600 extra women: How the Army did it - Women's Agenda

600 extra women: How the Army did it

When Brigadier Gavan Reynolds AM joined the Australian Defence Force in the particularly ‘Orwellian’ time of 1984, he felt very comfortable.

Everybody, he said, looked like him. They were male, and they were white. Most had also come from a private school and played rugby.

A couple of decades later and the Army realised it had a serious recruitment problem, with just a tiny proportion of its workforce female. Australian business and society had evolved, the Army was still stuck in the Cold War past.

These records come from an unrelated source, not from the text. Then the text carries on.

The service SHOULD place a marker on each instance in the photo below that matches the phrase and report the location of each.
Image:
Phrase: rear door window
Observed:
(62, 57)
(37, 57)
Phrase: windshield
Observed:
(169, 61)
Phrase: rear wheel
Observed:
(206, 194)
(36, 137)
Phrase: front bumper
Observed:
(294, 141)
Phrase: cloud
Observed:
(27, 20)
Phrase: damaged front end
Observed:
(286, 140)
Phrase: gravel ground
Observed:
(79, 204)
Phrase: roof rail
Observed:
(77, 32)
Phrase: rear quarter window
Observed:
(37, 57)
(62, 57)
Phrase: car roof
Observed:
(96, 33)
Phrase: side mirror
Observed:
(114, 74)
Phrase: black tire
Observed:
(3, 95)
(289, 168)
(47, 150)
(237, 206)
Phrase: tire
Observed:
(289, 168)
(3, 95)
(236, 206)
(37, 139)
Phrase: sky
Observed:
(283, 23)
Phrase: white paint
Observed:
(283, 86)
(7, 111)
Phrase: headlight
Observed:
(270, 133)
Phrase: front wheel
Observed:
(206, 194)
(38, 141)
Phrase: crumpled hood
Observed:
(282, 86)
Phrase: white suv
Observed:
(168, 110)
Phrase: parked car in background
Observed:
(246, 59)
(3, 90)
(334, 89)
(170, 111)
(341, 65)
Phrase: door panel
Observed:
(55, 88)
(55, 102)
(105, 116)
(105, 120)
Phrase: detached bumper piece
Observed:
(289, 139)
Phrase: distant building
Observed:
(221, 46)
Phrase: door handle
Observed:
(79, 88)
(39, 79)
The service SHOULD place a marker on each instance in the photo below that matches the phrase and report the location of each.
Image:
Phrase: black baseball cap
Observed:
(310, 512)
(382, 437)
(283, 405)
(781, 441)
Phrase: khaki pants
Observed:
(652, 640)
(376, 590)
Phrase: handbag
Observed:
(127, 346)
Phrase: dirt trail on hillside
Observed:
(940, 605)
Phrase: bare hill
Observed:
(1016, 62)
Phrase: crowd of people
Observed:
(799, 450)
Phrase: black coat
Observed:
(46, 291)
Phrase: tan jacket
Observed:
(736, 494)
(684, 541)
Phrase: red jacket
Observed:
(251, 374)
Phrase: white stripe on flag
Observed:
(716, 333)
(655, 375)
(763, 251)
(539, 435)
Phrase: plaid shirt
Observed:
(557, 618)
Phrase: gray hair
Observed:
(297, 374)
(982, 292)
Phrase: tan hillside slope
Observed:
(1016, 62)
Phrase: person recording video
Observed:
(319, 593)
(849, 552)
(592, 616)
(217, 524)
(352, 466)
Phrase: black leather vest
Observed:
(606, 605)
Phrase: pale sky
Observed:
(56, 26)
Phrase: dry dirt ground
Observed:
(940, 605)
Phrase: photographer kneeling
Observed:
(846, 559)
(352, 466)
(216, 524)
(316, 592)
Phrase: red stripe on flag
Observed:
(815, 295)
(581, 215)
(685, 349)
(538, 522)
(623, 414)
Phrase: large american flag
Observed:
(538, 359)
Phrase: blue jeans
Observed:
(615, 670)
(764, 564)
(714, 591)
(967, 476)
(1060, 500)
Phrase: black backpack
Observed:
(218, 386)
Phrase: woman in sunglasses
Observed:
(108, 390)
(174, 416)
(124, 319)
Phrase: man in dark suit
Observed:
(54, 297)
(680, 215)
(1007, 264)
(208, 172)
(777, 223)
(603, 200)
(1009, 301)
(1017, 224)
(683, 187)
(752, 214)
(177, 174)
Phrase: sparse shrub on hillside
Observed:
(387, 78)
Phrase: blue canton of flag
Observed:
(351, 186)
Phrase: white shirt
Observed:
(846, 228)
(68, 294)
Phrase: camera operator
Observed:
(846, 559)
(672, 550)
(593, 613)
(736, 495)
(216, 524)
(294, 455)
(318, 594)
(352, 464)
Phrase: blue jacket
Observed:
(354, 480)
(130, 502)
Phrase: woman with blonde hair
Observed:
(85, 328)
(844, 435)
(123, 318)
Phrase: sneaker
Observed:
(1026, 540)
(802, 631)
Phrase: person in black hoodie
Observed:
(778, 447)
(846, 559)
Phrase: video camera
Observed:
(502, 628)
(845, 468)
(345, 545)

Speaking at the Macquarie University Women Management Work conference this morning, Brigadier Reynolds shared what’s working for creating a more inclusive culture in the Army, and how he worked with former LT David Morrison to recruit an extra 600 women, upping the female workforce by 12%.

Most of us know some of ADF’s recent initiatives well. Former LT Morrison became an extremely vocal advocate for diversity and inclusion across the army, and put his face to the now famous YouTube speech in which he told members that the, “standard you walk past is the standard you accept”. Every ADF member was required to watch the video.

Making diversity and inclusion a priority at the highest level, as Morrison did, was one of three key points Brigadier Reynolds believes is necessary for creating cultural and structural change across the ADF and within any major organisation.

His second point is that the issue that’s holding an organisation back on diversity needs to be framed and understood. In the Army, the catalyst for realising there was a major issue was two-fold. Recruitment had dropped, and a number of scandals had broken publicly. “We had a good hard look at ourselves and realised we needed to change,” he said. “Something was horrifically wrong with our culture that allowed those incidents to take place. We needed a framework that fitted the new century.”

His final point was to design collaborative initiatives with a practical outcome. “It isn’t useful to tell people to be inclusive, unless you create the structures, the policies and the means for them to be inclusive.”

In the Army, including the word ‘respect’ as one of its four core values, has been essential to changing the culture, he said. Meanwhile, the first criteria on annual performance reports now covers inclusive and collaborative values. “This has been the most powerful tool,” he said. “What it has done is articulate to the workforce that we believe in a culture that’s collaborative and inclusive.”

The Army is now putting an emphasis on increasing the number of Indigenous recruits, before going on to expand its ethnic base.